For nearly six decades, The Committee on Institutional Cooperation has built powerful academic and research connections and increased opportunities for member universities’ students and faculty.
On June 30, the CIC, arguably the nation’s preeminent model for effective collaboration among research universities, began operating under a new name – the Big Ten Academic Alliance. The new name directly and succinctly explains the identity and mission of the organization, which includes all Big Ten universities, officials said.
“As the CIC’s programs and initiatives increased in size and scope and achieved greater national impact, it became evident that the words ‘committee on institutional cooperation’ did not reflect our work and made it difficult to engage with important stakeholders such as policy makers, government officials and others outside of higher education,” said Barbara McFadden Allen, executive director of the Big Ten Academic Alliance.
Allen said that while Big Ten schools compete intensely on the court and playing fields, the institutions have a deep and long-standing academic collaboration through the organization. The University of Chicago, a founding member of the Big Ten, will retain a partnership with the new entity, a relationship that will be defined in the coming weeks and months.
The Big Ten Academic Alliance allows students from member and partner universities the opportunity to gain access to more than 120 million library volumes and more than 100 “less commonly taught languages” through the partnership, though individual institutions each average less than 30. Member schools also work together to purchase resources and materials, which led to more than $20 million in savings last year.
The association owns and operates a high-speed internet connection for member universities that is roughly 5,000 times faster than what is available to the average home user – meaning each schools’ faculty, researchers and students can share massive research data and collaborate regionally, nationally and globally in record time.
“The CIC has for decades brought together the universities of the Big Ten, and the long-term positive impact on the academic operations of all participating schools has been profound,” University of Nebraska-Lincoln Chancellor Ronnie Green said. “The new name clearly conveys the identity of our alliance. The benefits to UNL have been immense, and will continue to grow.”

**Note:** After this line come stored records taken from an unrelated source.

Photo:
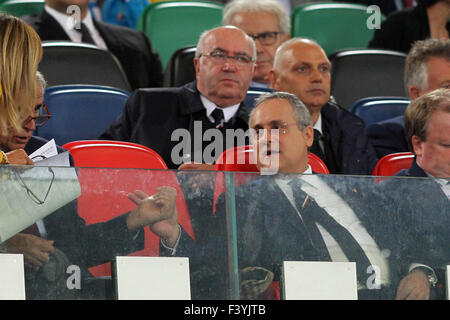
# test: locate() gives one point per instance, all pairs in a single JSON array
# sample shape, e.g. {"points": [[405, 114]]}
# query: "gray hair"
{"points": [[41, 80], [235, 6], [416, 72], [199, 49], [301, 113], [288, 43]]}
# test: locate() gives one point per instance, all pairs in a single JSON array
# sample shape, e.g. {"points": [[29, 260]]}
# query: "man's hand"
{"points": [[36, 251], [19, 156], [158, 211], [414, 286]]}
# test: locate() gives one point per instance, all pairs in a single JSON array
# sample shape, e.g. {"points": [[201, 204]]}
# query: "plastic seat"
{"points": [[21, 8], [335, 26], [375, 109], [178, 24], [390, 164], [80, 112], [358, 74], [103, 191], [180, 69], [77, 63]]}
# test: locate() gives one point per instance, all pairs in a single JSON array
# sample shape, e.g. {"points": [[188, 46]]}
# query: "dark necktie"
{"points": [[219, 119], [85, 34], [316, 148], [312, 211]]}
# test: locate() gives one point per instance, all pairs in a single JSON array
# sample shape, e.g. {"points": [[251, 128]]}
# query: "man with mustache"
{"points": [[224, 64], [268, 23], [301, 67]]}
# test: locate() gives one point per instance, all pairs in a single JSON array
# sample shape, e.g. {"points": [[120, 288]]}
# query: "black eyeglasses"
{"points": [[220, 57], [266, 38], [30, 193], [40, 115]]}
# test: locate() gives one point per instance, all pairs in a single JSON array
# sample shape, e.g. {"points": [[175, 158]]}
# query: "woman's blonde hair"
{"points": [[20, 54]]}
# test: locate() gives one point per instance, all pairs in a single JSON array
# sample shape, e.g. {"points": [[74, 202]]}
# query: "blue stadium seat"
{"points": [[375, 109], [80, 112]]}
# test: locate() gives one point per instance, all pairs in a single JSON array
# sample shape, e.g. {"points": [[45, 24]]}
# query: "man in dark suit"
{"points": [[160, 118], [427, 68], [132, 48], [63, 237], [301, 67], [278, 218], [425, 210]]}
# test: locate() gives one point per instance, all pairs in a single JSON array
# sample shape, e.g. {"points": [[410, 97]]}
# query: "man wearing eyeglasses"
{"points": [[168, 119], [268, 23]]}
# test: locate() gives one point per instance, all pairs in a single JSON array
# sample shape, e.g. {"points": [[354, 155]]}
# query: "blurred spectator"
{"points": [[132, 48], [427, 68], [268, 23], [429, 19], [301, 67]]}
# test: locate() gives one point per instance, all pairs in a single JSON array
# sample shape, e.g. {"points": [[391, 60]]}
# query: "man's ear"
{"points": [[414, 92], [272, 78]]}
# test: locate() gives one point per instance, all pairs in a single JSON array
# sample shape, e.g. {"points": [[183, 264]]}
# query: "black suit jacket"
{"points": [[132, 48], [352, 152], [84, 245], [151, 116], [388, 136]]}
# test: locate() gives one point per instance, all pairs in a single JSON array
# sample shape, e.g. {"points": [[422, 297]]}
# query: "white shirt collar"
{"points": [[228, 112]]}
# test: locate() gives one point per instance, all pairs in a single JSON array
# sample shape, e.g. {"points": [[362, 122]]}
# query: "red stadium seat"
{"points": [[104, 191], [390, 164]]}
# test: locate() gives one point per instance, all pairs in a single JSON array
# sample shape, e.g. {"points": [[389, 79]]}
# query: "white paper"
{"points": [[12, 278], [17, 208], [152, 278], [304, 280], [47, 150]]}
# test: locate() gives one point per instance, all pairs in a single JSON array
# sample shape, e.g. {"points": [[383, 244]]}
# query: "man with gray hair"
{"points": [[427, 68], [268, 23], [160, 118], [283, 217]]}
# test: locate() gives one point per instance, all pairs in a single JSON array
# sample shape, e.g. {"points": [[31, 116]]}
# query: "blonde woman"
{"points": [[20, 54]]}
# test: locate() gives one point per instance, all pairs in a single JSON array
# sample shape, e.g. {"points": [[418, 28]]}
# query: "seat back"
{"points": [[78, 63], [180, 68], [358, 74], [375, 109], [335, 26], [103, 191], [80, 112], [178, 24], [21, 8], [390, 164]]}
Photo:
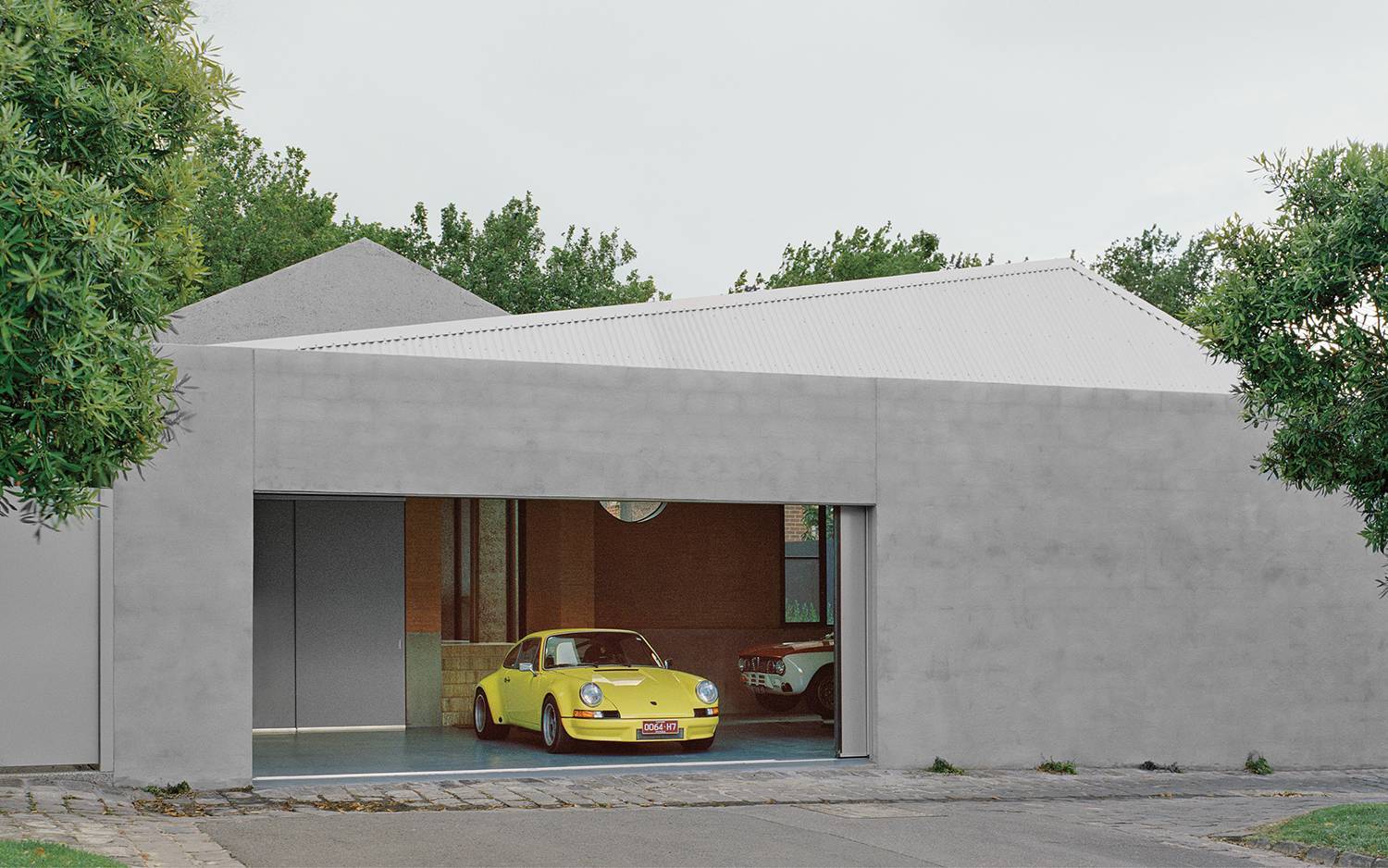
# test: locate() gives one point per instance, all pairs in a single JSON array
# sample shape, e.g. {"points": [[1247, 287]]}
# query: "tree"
{"points": [[1299, 307], [507, 263], [255, 213], [99, 107], [858, 254], [1158, 269]]}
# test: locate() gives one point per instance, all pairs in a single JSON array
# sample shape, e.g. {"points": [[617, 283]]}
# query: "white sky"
{"points": [[713, 133]]}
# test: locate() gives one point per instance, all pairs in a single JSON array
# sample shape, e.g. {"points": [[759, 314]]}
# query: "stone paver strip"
{"points": [[143, 829]]}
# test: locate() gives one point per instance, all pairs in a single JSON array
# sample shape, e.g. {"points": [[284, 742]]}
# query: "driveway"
{"points": [[960, 834]]}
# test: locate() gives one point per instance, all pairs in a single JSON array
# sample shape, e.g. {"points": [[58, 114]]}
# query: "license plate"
{"points": [[660, 728]]}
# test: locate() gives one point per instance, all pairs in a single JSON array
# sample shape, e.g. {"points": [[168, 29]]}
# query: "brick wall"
{"points": [[464, 665]]}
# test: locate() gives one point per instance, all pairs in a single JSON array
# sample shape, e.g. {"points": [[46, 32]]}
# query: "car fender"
{"points": [[490, 685]]}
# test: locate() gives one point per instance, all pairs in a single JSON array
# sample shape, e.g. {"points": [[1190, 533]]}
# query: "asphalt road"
{"points": [[1076, 832]]}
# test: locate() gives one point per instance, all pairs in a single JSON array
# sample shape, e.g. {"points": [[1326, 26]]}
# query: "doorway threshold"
{"points": [[552, 771]]}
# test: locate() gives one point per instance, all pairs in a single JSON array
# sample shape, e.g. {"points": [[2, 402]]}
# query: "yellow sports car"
{"points": [[596, 687]]}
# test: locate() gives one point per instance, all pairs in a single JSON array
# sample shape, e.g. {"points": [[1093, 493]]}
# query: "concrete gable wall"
{"points": [[1082, 573], [1099, 576]]}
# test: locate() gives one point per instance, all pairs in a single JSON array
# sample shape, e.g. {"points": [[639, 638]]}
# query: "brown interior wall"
{"points": [[700, 581], [558, 564], [425, 545]]}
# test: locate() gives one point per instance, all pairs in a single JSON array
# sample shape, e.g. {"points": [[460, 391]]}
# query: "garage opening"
{"points": [[378, 618]]}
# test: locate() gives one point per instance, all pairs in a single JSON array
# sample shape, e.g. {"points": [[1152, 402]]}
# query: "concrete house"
{"points": [[1029, 520]]}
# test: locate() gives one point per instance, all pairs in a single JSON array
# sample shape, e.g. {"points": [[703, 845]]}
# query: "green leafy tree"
{"points": [[99, 107], [1158, 269], [255, 213], [1299, 307], [858, 254], [505, 260]]}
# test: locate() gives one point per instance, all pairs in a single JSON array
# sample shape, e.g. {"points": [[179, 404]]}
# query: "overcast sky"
{"points": [[715, 133]]}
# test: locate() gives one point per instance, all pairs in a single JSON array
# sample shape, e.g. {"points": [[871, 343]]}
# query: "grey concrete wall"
{"points": [[183, 589], [1085, 574], [1099, 576], [369, 424], [49, 653]]}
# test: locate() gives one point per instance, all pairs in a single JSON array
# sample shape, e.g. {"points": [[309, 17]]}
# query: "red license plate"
{"points": [[660, 728]]}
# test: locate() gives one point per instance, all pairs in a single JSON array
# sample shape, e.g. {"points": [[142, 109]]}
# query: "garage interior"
{"points": [[375, 618]]}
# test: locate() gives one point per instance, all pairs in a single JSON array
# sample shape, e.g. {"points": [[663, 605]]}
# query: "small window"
{"points": [[529, 653], [633, 510], [811, 564]]}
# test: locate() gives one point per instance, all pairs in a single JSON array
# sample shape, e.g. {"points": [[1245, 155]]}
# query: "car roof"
{"points": [[575, 629]]}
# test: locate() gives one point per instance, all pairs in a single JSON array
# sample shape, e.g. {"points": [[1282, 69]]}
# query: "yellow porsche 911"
{"points": [[594, 687]]}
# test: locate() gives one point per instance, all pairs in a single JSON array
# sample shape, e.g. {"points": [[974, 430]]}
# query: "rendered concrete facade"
{"points": [[1091, 574]]}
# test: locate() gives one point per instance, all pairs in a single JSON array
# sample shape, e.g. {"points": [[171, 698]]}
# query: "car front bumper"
{"points": [[629, 729]]}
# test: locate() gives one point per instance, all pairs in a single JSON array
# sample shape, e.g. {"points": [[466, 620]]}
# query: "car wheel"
{"points": [[551, 729], [821, 693], [482, 723], [779, 703]]}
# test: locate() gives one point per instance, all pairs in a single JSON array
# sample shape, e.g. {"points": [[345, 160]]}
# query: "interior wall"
{"points": [[428, 562]]}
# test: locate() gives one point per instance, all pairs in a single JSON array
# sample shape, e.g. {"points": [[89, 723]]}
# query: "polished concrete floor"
{"points": [[374, 754]]}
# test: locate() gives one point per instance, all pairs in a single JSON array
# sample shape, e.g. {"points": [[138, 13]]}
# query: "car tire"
{"points": [[482, 723], [777, 703], [821, 692], [557, 740]]}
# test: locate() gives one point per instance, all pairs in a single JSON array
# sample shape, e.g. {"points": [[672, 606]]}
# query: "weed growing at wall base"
{"points": [[1146, 765], [944, 767], [1057, 767]]}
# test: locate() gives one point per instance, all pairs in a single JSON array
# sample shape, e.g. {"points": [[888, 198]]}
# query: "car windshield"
{"points": [[597, 649]]}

In 1958, the presidents of the Big Ten Conference created the organization now known as the Big Ten Academic Alliance as the athletic league’s academic counterpart. Member universities have more than 60 years of collaborating to advance academic missions, generate unique opportunities for students and faculty, and serve the common good by sharing expertise, leveraging campus resources, and creating innovative programming. Member universities have more than 50,000 faculty and serve more than 600,000 students, and conduct $10 billion in funded research.